Untrained Laborers with jobs
Wage: These people would be paid the 2sp/day cost shown in the "Untrained hireling" section of the services table. If you read the section on services, it tends to describe people with more of a set job and long-term employment. It would make sense that someone with a long-term job would get paid more (this would be equivalent to the $15/hour figure David Coffron quoted.
Lifestyle: With a 2sp/day wage, these people are living exactly at the Poor lifestyle:
Poor. A poor lifestyle means going without the comforts available in a stable community. Simple food and lodgings, threadbare clothing, and unpredictable conditions result in a sufficient, though probably unpleasant, experience. Your accommodations might be a room in a flophouse or in the common room above a tavern. You benefit from some legal protections, but you still have to contend with violence, crime, and disease. People at this lifestyle level tend to be unskilled laborers, costermongers, peddlers, thieves, mercenaries, and other disreputable types.

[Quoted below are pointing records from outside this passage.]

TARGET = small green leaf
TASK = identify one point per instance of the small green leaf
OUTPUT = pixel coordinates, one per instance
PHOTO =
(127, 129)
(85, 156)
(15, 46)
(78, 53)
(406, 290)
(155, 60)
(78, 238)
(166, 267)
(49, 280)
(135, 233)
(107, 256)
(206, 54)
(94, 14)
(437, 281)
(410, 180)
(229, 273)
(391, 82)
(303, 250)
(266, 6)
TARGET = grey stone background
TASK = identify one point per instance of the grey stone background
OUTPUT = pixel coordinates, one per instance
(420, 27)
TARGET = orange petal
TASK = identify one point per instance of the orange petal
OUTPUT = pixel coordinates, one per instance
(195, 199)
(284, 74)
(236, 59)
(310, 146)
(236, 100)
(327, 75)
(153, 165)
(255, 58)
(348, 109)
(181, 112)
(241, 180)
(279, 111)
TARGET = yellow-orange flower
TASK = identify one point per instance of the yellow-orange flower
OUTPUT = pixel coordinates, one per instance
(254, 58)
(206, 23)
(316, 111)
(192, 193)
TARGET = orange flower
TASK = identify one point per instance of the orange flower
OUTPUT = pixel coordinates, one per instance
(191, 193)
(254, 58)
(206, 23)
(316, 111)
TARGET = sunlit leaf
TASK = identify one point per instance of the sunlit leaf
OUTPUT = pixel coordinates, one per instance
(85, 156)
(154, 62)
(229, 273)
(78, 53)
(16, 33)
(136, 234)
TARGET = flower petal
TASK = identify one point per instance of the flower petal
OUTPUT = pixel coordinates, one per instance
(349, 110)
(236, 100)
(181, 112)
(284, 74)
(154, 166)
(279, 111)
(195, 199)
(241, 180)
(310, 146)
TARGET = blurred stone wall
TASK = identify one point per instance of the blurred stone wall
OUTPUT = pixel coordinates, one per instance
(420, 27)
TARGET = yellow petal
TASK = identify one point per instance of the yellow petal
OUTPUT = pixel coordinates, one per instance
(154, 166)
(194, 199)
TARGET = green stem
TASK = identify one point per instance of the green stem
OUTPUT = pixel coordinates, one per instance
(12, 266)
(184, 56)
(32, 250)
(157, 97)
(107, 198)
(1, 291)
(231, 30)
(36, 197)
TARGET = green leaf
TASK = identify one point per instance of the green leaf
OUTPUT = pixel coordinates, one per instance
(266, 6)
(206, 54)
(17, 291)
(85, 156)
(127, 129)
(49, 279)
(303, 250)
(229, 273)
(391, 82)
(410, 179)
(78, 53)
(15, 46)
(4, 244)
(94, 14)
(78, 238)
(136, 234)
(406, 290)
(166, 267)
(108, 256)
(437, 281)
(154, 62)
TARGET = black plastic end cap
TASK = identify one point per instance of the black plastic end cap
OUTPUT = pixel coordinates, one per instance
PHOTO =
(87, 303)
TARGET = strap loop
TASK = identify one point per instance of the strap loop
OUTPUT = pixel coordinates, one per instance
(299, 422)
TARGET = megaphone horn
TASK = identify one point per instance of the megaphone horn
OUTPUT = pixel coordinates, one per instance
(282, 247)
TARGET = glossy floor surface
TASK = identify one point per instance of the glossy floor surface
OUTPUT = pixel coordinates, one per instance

Had I noticed the bolded section of that quote the first time through, I may not have posted this question. It makes it much more clear. The numbers match up more easily for these people, and it seems a thematic fit as well. Unskilled laborers with steady jobs would still have "simple food and threadbare clothing", but they wouldn't necessarily live in the vermin-infested slums.
Untrained laborers with jobs at the castle
Wage: I believe the wage for these laborers would still be the same (around 2sp/day). However, the Player's Handbook says the following under the services section:
If a high-level adventurer establishes a stronghold of some kind, he or she might hire a whole staff of servants and agents to run the place, from a castellan or steward to menial laborers to keep the stables clean. These hirelings often enjoy a long-term contract that includes a place to live within the stronghold as part of the offered compensation.
Lifestyle: I believe these are the laborers mentioned under a "Modest" lifestyle:
A modest lifestyle keeps you out of the slums and ensures that you can maintain your equipment. You live in an older part of town, renting a room in a boarding house, inn, or temple. You don't go hungry or thirsty, and your living conditions are clean, if simple. Ordinary people living modest lifestyles include soldiers with families, laborers, students, priests, hedge wizards, and the like.
These people might only be making a few silver a day, but as part of the arrangement they are able to live in the servant's quarters of a castle. It would also be reasonable to assume that, at least at some castles, food is provided. Their living conditions in this situation are much, much better than anything they'd be able to afford with their own wages. They're still living in "simple" conditions, but they are clean and safe, and they are "kept out of the slums".
This also explains why someone would want to come work at your keep - the wages are the same, but they get a much nicer and safer place to live inside your castle. Those living conditions are accounted for in the cost of constructing a such a facility (e.g. 50,000gp for a small castle). Without this difference, they wouldn't have any real incentive to leave their friends and family to come work for you at the same wage.
Beyond Untrained laborers
Beyond untrained laborers, the numbers actually make pretty good sense. It costs 2gp/day to hire a skilled hireling, the Comfortable lifestyle costs 2gp/day, and "skilled tradespeople" are listed among the people you find living a Comfortable lifestyle. Beyond skilled tradespeople, we've left the common folk and are looking at the upper class of merchants and nobility.